What a crock of baloney that turned out to be.
According to a paper that was recently released by the Center for Economic and Policy Research, only 24.6 percent of all jobs in the United States qualify as "good jobs" at this point.
In a previous article, I detailed the three criteria that they used to define what a "good job" is….
#1 The job must pay at least $18.50 an hour. According to the authors, that is the equivalent of the median hourly pay for American workers back in 1979 after you adjust for inflation.
#2 The job must provide access to employer-sponsored health insurance, and the employer must pay at least some portion of the cost of that insurance.

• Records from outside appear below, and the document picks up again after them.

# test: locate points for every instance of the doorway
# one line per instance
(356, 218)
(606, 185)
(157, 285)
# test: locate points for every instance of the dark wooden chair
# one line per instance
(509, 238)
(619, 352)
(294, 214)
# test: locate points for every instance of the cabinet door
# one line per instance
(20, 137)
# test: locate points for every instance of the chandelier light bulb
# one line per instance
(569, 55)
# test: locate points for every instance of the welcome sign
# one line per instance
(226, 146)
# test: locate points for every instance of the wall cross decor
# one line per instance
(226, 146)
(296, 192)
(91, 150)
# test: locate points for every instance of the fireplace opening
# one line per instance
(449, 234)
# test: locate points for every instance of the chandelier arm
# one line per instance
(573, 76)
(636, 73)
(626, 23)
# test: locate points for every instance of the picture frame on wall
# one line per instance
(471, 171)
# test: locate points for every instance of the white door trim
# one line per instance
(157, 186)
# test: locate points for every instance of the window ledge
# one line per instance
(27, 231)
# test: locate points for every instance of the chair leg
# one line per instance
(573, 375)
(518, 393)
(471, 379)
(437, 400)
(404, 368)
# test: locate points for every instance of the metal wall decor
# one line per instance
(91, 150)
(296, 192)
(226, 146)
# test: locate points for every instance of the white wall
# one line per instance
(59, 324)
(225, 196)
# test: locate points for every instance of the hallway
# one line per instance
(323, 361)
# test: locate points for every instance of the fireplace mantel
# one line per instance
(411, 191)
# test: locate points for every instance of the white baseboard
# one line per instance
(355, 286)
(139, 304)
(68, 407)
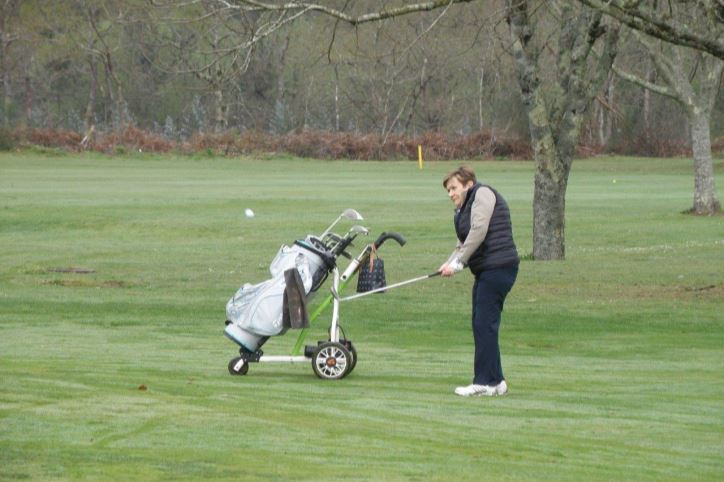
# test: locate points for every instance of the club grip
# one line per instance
(391, 235)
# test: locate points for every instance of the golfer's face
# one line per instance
(456, 190)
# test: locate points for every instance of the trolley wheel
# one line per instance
(238, 366)
(332, 361)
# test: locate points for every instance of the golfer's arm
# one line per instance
(480, 215)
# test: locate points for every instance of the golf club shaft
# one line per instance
(385, 288)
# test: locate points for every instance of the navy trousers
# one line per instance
(489, 292)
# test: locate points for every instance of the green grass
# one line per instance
(614, 356)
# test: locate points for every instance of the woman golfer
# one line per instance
(485, 235)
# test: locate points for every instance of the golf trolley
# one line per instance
(257, 312)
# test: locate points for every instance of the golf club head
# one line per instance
(357, 229)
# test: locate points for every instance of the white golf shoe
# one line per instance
(482, 390)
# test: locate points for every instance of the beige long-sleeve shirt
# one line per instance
(480, 214)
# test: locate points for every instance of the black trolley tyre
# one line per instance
(332, 361)
(238, 366)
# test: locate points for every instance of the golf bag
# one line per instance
(256, 312)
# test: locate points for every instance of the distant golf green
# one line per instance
(114, 274)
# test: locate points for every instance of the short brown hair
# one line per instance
(462, 173)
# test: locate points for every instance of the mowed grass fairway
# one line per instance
(614, 357)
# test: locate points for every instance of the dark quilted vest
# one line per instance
(498, 249)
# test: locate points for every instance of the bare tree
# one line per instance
(556, 107)
(8, 11)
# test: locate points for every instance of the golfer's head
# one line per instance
(457, 183)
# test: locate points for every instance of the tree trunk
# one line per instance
(220, 120)
(549, 208)
(705, 200)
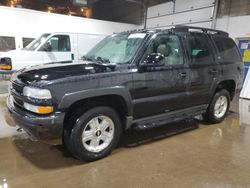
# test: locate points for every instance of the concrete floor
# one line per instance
(185, 154)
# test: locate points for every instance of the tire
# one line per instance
(212, 114)
(102, 127)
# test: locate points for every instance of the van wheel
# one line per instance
(94, 134)
(218, 107)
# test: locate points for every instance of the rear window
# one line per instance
(227, 49)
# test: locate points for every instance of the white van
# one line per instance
(56, 47)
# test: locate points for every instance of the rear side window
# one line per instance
(200, 49)
(60, 43)
(7, 43)
(227, 49)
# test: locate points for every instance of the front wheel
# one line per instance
(94, 134)
(218, 108)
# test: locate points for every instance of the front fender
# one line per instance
(70, 98)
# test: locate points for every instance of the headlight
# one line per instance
(36, 93)
(38, 109)
(5, 63)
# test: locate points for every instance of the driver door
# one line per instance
(161, 89)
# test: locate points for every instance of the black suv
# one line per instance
(139, 79)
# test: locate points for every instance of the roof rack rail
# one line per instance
(185, 28)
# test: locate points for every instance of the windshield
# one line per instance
(117, 49)
(35, 43)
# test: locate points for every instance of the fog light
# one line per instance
(38, 109)
(5, 67)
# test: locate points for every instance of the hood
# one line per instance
(53, 71)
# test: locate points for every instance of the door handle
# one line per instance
(213, 71)
(183, 74)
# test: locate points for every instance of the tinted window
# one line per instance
(199, 49)
(169, 46)
(60, 43)
(27, 41)
(227, 48)
(7, 43)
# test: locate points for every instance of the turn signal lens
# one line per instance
(5, 67)
(45, 109)
(38, 109)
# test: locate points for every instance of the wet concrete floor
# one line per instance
(184, 154)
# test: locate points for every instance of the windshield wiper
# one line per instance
(98, 59)
(102, 59)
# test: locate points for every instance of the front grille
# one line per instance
(17, 93)
(17, 87)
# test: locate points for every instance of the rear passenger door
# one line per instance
(161, 89)
(204, 70)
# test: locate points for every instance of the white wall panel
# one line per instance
(190, 17)
(182, 5)
(161, 9)
(244, 109)
(19, 23)
(237, 27)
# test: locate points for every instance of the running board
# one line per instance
(169, 117)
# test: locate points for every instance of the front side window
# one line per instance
(169, 46)
(37, 42)
(227, 48)
(117, 49)
(199, 49)
(27, 41)
(59, 43)
(7, 43)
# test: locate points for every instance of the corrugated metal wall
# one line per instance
(188, 12)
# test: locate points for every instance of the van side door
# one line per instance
(57, 49)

#3 The job must provide access to an employer-sponsored retirement plan.
More than 75 percent of all jobs in the U.S. today are not "good jobs", and things are not looking promising for the future.
No wonder so many families are barely surviving these days. Right now, approximately 77 percent of all Americans are living paycheck to paycheck at least some of the time. That is a dreadful number.
But if you still do have a job, you should consider yourself to be fortunate.
There are millions upon millions of Americans out there without any job at all.
Did you know that 53 percent of all Americans with a bachelor's degree under the age of 25 were either unemployed or underemployed during 2011?
Hordes of fresh college graduates are entering the marketplace each year only to find that the good jobs that they were promised simply are not there.
And now it looks like things are getting even worse. This week Citigroup announced that it plans to eliminate 11,000 jobs in an attempt to reduce costs. But Citigroup is far from alone. We have seen dozens of major layoff announcements since the election. If you doubt this, just see this article and this article.
It is time to wake up and admit that our economy is in an advanced state of decline, that we need to quit shipping our jobs out of the country, and that what we are doing now is clearly not working.
If we are "the greatest economy on earth", then why are approximately 48 percent of all Americans either considered to be "low income" or are living in poverty?
We need to return to the principles that our Founding Fathers founded this country on or else things are going to get a lot worse and people are going to get very, very angry.
Our politicians have been pitting different groups of people against one another and many of them have been blaming the wealthy for all of our problems. Never before in my lifetime have I seen so much anger directed toward those that have money. This anger is even being expressed in ways that you would not normally expect. For example, the California Federation of Teachers recently produced a video that portrays wealthy people peeing on poor people. That shocked me.
Eventually, all of this anger is going to lead to violence if we are not careful. When the next major wave of the economic crisis strikes and unemployment gets significantly worse, I fear for what might happen. I believe that it is very possible that we may see mobs of struggling people storm into wealthy neighborhoods and play "Robin Hood" with their possessions.
Instead of hating one another, we need to return to the principles that once made our economy so great. Those principles would enable everyone to prosper.
Unfortunately, this country continues to turn away from those principles and hate and anger continue to grow.
If we continue down this path, the end result is going to be a complete and total nightmare.
It is possible to turn this economy around. But we can't do the same things that we have been doing. We have to start making better decisions.